I have several IRA’s that were rollovers from my 401(k) that I had during my employed years. I have now retired from that employed life and am now a self-employed piano tuner – a one man show. I would like to set up a SEP IRA since it will give me tax benefits. My question is this: can I rollover funds from one of my IRA’s to fund the new SEP? Or would I have to take a distribution, pay the taxes and then use those after tax $ to fund the SEP?



The SEP IRA is funded by contributions from your net earnings from self employment, not from your other IRA accounts. You can still open a SEP IRA for 2017 and make contribution by 4/17 or by 10/15 if you file an extension for your 2017 return. If a sole proprietor you can contribute up to 20% of your modified net income subject to a 54,000 max for 2017), which is far more than a traditional IRA contribution if you have enough net income.

Thanks for that info.  I assume that if I so desire, I could take a distribution from the IRA – subject to its taxation conditions and then use those funds as a deposit into the SEP – again subject to the SEP regulations.  Correct?

Yes, you could do that, but the tax on the distribution will offset your tax savings from making the SEP contribution. Your total IRA balance of both would not change, and it would not reduce your taxes. And it would increase your taxes if you are not yet 59.5 because of the 10% penalty on the IRA distribution.

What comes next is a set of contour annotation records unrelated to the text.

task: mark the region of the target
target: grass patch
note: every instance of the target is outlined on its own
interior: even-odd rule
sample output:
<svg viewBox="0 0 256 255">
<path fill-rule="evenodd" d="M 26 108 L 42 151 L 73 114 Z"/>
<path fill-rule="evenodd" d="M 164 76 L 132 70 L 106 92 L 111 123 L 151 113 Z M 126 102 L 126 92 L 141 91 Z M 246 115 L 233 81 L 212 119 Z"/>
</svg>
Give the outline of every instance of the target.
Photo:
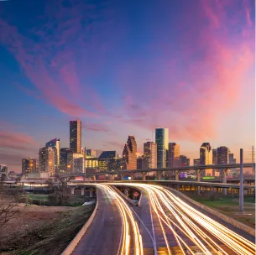
<svg viewBox="0 0 256 255">
<path fill-rule="evenodd" d="M 49 224 L 17 233 L 2 246 L 0 253 L 8 251 L 8 254 L 15 255 L 59 255 L 87 221 L 94 207 L 85 206 L 60 212 L 60 217 Z"/>
</svg>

Again, thank you.   I am 65 so no worries on the age penalty.  Yes, the aggregate IRA position would not change but what will happen is I would now have a SEP IRA for the business that will be availabe for the next few years .  This will allow for not only subsequent investment but also continued tax free growth.Don 

If you have no other money with which to fund a SEP-IRA contribution for 2017, making a taxable distribution from a traditional IRA in 2018 to fund a SEP-IRA contribution for 2017 would serve to move this amount of taxable income from 2017 to 2018.  Given the changes in the tax rates for 2018, this might be beneficial.  However, doing so might reduce or eliminate any Retirement Savings Contributions Credit you might otherwise be eligible to receive for 2017 through 2020; the potential loss of this tax credit might more than counter any benefit moving the income from 2017 to 2018.  Unless you expect to be ineligible for the Retirement Savings Contributions Credit in 2018 through 2020, I probably wouldn’t make the distribution from the traditional IRA to fund the SEP-IRA contribution.